De manera arrogante y con la singularidad de prepotencia que le caracteriza, el señor presidente de los Estados Unidos Donald Trump efectuó declaraciones el pasado lunes en Miami que denotan una vez más lo torpe, inepto, e irrespetuoso que resulta ser su accionar hacia la comunidad internacional.

¿A qué dignatario racional puede ocurrírsele negar la pluralidad o diversidad de pensamiento de otros países? Actuó de similar manera a como lo hizo Adolfo Hitler en su tiempo contra los socialistas, comunistas, y también contra los judíos en el mundo. La peculiar supremacía de su estirpe lo aproxima a las expresiones del mandatario norteamericano. 

Parece que los anhelos de equidad y justicia social con oportunidades por igual para todos los ciudadanos, sin distinción de origen, credo, etnia y sexo que defienden las naciones con sistemas socialistas, no se avienen con la mentalidad homofóbica, racista y de millonario, de Trump.

Asimismo, con su habitual modular de gestos irónicos, no muy agraciados, arremetió contra Cuba, Nicaragua y Venezuela, países a los que desea ingresar a su traspatio. Sin embargo estos pueblos, (a pesar de pertenecer al Tercer Mundo en desarrollo), los cuales despectivamente mencionó en su retórica además, electorera, tienen planes y proyectos de incentivo al bienestar para sus compatriotas con mejor distribución de las riquezas, algo que en el portentoso adelanto de Washington, no se ha logrado.

En varios Estados de la Unión existen personas en el umbral de la pobreza.
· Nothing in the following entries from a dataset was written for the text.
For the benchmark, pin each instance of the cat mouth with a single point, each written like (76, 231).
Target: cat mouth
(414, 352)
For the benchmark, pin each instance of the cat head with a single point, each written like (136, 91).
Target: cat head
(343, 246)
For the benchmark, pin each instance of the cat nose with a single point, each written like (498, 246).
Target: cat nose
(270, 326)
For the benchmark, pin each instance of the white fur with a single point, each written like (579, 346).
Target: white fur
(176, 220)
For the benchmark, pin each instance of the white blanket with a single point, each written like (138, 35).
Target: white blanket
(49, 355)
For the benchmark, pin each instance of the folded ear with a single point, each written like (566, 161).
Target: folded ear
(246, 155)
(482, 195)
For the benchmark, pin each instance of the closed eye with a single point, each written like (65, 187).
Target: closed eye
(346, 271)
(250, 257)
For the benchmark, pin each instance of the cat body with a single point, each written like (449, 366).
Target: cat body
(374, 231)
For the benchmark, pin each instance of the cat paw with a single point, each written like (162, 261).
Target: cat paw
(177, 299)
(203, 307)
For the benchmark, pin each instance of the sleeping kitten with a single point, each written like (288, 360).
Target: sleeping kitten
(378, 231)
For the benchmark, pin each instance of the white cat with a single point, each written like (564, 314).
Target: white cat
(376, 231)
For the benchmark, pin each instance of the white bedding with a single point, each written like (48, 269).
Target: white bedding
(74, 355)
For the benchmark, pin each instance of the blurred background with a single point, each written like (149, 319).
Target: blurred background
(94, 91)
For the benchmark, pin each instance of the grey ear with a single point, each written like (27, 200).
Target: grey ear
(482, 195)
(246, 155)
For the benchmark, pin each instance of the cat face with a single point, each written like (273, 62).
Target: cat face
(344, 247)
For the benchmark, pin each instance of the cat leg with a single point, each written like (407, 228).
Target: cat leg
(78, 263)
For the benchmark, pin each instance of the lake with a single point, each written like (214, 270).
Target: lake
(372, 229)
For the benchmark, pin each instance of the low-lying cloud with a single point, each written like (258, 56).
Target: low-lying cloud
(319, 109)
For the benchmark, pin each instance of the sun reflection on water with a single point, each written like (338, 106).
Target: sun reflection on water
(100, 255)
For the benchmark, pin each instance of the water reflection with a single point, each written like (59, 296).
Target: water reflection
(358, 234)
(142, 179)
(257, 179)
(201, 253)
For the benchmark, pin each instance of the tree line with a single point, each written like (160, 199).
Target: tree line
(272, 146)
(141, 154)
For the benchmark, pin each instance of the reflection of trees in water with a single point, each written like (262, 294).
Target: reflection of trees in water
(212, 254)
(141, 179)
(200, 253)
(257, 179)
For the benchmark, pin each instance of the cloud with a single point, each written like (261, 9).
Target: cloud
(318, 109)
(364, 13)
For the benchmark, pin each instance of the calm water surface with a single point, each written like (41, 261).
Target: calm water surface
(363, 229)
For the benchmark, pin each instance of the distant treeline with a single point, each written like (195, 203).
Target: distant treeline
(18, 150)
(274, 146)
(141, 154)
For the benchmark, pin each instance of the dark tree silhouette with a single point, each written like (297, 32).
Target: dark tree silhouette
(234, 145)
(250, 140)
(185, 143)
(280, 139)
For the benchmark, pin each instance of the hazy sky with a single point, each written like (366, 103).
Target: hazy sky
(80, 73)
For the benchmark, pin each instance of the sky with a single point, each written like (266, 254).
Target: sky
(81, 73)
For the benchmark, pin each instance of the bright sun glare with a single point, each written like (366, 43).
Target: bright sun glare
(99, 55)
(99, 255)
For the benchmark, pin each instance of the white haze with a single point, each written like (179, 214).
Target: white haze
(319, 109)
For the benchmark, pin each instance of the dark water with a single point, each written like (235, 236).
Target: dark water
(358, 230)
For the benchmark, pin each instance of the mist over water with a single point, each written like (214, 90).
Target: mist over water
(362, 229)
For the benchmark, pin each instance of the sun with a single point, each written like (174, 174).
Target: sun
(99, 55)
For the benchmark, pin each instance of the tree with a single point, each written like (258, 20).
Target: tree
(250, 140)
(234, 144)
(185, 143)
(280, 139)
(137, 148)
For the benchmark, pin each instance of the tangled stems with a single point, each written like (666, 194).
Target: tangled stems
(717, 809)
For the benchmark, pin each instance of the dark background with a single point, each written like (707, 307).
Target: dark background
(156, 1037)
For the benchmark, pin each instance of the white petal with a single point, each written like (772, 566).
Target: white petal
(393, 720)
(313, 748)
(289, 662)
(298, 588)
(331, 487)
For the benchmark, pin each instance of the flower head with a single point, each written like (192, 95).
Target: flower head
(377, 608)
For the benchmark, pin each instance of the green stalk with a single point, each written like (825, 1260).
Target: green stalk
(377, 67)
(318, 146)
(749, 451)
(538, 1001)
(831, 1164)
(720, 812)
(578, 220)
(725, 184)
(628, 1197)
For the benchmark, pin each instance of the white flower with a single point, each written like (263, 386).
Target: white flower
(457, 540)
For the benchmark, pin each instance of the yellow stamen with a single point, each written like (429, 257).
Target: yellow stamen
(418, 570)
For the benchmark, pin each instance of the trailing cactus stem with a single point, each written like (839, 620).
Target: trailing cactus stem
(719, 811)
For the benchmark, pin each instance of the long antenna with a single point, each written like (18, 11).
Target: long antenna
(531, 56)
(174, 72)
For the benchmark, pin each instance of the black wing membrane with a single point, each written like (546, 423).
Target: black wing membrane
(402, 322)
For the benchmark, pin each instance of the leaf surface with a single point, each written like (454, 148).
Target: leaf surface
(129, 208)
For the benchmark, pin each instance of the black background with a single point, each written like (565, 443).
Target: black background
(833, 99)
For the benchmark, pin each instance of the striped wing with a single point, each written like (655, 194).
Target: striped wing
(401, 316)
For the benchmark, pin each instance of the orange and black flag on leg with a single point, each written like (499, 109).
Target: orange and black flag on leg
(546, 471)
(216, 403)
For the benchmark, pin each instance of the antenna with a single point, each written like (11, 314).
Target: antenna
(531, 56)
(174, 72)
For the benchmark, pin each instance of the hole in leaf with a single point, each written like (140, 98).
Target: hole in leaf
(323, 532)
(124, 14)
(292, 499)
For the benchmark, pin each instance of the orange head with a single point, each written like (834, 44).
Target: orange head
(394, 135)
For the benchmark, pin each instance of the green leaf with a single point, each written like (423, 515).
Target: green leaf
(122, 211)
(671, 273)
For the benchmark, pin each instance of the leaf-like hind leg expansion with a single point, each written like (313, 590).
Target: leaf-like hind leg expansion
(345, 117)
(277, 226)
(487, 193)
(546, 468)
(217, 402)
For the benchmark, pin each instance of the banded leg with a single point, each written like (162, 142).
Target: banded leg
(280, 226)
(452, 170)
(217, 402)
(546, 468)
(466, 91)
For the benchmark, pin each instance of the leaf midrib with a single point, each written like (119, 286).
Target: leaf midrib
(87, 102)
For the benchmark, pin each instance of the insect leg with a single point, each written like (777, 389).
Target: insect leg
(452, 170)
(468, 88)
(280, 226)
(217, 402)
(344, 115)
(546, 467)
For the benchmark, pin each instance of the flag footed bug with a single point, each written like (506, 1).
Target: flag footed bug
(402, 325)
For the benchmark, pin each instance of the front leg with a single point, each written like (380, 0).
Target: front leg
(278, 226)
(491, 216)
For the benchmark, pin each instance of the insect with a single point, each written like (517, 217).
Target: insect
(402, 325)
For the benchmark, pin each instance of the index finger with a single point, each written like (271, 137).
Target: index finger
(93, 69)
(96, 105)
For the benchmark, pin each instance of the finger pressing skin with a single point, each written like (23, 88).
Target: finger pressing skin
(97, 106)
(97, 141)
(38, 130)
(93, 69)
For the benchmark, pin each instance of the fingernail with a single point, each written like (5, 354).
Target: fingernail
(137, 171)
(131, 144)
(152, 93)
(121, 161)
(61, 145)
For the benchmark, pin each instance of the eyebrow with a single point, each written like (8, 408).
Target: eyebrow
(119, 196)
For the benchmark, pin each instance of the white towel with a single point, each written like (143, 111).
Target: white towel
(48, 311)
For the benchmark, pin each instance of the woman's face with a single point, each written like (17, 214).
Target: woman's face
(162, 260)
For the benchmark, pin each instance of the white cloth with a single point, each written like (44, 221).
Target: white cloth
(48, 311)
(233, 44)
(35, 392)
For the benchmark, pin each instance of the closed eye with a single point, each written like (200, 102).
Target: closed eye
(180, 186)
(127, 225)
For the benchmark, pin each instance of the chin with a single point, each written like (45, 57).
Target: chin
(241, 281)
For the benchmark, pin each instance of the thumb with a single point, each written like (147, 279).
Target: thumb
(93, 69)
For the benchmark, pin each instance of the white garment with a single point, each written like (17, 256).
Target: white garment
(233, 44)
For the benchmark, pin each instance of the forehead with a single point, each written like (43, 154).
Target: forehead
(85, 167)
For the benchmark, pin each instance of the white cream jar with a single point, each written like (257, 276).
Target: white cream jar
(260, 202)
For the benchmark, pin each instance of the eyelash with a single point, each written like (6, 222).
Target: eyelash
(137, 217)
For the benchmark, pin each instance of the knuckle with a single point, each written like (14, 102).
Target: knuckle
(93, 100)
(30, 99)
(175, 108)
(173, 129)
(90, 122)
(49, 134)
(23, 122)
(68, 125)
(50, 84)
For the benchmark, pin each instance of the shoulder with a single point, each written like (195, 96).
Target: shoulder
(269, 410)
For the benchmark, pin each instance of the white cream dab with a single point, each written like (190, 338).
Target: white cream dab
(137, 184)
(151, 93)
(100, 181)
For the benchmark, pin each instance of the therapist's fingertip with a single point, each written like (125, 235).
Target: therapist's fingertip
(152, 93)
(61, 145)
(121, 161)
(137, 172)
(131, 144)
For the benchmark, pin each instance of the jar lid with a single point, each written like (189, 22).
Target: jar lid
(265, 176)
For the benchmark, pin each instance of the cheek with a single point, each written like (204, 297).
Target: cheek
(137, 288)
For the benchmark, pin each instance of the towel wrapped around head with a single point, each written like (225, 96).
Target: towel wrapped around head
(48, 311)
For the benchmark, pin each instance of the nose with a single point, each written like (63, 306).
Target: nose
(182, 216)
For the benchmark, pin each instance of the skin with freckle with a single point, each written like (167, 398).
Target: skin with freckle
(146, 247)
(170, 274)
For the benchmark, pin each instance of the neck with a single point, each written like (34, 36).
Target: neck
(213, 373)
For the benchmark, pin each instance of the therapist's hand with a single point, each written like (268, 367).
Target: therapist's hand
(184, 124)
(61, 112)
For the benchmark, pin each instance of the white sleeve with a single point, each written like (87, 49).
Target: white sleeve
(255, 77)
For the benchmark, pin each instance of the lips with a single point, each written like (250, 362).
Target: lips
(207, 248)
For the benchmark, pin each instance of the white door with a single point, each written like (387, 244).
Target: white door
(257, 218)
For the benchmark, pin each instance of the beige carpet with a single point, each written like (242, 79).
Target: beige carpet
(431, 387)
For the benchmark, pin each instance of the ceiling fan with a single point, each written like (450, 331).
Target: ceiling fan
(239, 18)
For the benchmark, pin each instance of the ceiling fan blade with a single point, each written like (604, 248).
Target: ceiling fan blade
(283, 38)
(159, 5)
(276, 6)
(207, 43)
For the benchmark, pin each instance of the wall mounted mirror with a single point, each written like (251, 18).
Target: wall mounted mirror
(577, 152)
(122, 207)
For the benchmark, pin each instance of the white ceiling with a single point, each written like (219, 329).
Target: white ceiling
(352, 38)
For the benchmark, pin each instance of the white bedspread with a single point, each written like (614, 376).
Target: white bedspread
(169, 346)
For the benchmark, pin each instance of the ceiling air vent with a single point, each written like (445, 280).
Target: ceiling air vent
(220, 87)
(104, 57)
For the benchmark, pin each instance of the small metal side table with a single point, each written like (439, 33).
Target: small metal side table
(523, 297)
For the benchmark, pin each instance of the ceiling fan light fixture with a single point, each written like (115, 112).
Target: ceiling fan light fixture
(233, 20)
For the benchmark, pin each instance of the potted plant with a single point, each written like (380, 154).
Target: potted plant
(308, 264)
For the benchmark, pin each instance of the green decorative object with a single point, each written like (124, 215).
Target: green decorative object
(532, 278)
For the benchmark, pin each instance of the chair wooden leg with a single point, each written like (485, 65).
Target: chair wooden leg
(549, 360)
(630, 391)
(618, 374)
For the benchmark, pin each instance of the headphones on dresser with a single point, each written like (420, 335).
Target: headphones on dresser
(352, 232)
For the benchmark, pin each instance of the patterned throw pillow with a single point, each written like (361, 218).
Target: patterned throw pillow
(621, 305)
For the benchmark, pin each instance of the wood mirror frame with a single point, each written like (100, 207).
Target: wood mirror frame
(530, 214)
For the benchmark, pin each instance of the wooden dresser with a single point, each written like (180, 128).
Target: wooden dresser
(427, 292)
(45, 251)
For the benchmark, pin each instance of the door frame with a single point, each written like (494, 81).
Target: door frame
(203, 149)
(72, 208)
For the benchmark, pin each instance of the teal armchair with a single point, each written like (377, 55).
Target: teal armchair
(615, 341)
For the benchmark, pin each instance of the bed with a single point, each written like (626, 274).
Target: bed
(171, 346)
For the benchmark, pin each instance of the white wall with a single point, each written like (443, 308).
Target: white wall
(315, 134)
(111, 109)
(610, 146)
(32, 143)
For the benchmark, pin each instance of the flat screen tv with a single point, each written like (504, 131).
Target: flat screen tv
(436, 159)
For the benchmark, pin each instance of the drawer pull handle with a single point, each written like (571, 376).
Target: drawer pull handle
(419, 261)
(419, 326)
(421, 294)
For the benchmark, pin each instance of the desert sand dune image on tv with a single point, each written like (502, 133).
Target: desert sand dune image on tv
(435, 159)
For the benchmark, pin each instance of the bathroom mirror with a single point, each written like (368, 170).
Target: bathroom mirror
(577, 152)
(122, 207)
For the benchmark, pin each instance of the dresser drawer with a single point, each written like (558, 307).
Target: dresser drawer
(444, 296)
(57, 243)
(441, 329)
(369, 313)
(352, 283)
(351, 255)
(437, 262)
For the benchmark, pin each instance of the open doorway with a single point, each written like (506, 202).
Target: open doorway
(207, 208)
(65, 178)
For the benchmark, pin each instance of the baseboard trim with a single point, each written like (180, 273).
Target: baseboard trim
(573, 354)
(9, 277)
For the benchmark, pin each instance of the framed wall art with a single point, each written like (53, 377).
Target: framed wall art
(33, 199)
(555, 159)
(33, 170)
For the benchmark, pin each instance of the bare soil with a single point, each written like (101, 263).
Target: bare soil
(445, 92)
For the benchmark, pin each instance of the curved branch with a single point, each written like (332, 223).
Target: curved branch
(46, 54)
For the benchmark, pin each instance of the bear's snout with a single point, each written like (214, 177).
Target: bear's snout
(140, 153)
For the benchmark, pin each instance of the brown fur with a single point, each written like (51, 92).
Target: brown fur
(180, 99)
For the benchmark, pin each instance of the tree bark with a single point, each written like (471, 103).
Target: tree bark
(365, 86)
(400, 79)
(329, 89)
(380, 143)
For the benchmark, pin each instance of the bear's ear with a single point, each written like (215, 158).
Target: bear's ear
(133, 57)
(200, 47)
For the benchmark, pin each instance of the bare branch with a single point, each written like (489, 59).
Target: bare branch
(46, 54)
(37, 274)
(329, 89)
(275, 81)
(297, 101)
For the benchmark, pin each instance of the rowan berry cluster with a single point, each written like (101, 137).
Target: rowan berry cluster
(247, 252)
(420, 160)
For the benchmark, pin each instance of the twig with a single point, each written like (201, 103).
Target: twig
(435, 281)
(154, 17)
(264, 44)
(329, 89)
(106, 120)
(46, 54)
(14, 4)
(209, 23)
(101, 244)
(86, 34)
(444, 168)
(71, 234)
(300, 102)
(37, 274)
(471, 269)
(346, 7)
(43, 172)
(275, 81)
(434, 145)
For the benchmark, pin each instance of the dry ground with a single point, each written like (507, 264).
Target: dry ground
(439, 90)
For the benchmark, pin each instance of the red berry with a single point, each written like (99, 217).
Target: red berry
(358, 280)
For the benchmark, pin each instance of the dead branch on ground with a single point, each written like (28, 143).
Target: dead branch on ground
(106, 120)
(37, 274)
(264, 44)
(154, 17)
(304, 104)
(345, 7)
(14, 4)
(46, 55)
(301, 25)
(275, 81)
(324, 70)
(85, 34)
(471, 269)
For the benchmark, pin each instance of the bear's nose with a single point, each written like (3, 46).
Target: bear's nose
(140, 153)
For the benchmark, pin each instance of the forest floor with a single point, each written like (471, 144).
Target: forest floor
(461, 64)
Sería interesante revisar estadísticas de los barrios neoyorquinos, californianos, floridanos, etc., en los cuales a pesar de los colosales capitales financieros de ese gobierno, (muchos expoliados a otros territorios) se constatan penurias galopantes.

Igualmente abordó mayores presiones, chantajes y fomento de beligerancias contra la República Bolivariana de Venezuela como si la providencia o el propio representante de la iglesia católica, el Papa Francisco, o dios, le hubiesen encomendado imponer a esa nación, castigos ancestrales y mortales como la intervención militar que viene fraguando desde bases ubicadas en otros territorios de América Latina y el Caribe.

La demencia no solo se limita a invadir países por ambiciones de recursos y diferentes formas de pensamiento, sino que además se burla del Congreso de los Estados Unidos imponiendo a su capricho el denominado Estado de Emergencia Nacional con el único objetivo de lograr la asignación de los millones que ansía obcecadamente para levantar un muro en la frontera con México.

Para ello aludió también al modus operandi de hablar sobre “crisis humanitaria” como la que falsamente disemina sobre Venezuela a través de grandes medios de comunicación estadounidenses u otros a su servicio, son pretextos para invadir la tierra de Bolívar y Chávez y avalar al fantoche diputado, también en desacato como la inoperante Asamblea Nacional, el autoproclamado “presidente encargado”, señor Juan Guaidó, al que su pueblo conoce como marioneta de Trump e Iván Duque, este último, dignatario de Colombia.

Precisamente llama la atención cómo Duque se presta para esa peligrosa cruzada anti venezolana y que puede salpicar su nación, cuando él no ha sido capaz de alcanzar la paz tan anhelada por sus coterráneos. Y por el contrario, a decir de registros de organizaciones, entidades locales y mundiales son altos los índices de violencia y crecientes los asesinatos de líderes sociales e indígenas, al tiempo que queda demostrado su incapacidad para frenar el tradicional narcotráfico que carcome su sociedad.

Lógica es la afición del presidente colombiano por Trump; dios los cría, y el diablo los junta.
Las fabricadas “ayudas humanitarias” de Washington costaron a Libia, Iraq, Siria, Haití y a otras naciones del orbe, miles de miles de muertos, pérdidas materiales por millones de dólares, desapariciones y migraciones forzosas, y además  destrucción de patrimonios culturales, e históricos. Esa es la verdad que no puede soslayarse.

No más injerencia e intervencionismo de Estados Unidos en Venezuela, Latinoamérica, el Caribe, y el mundo.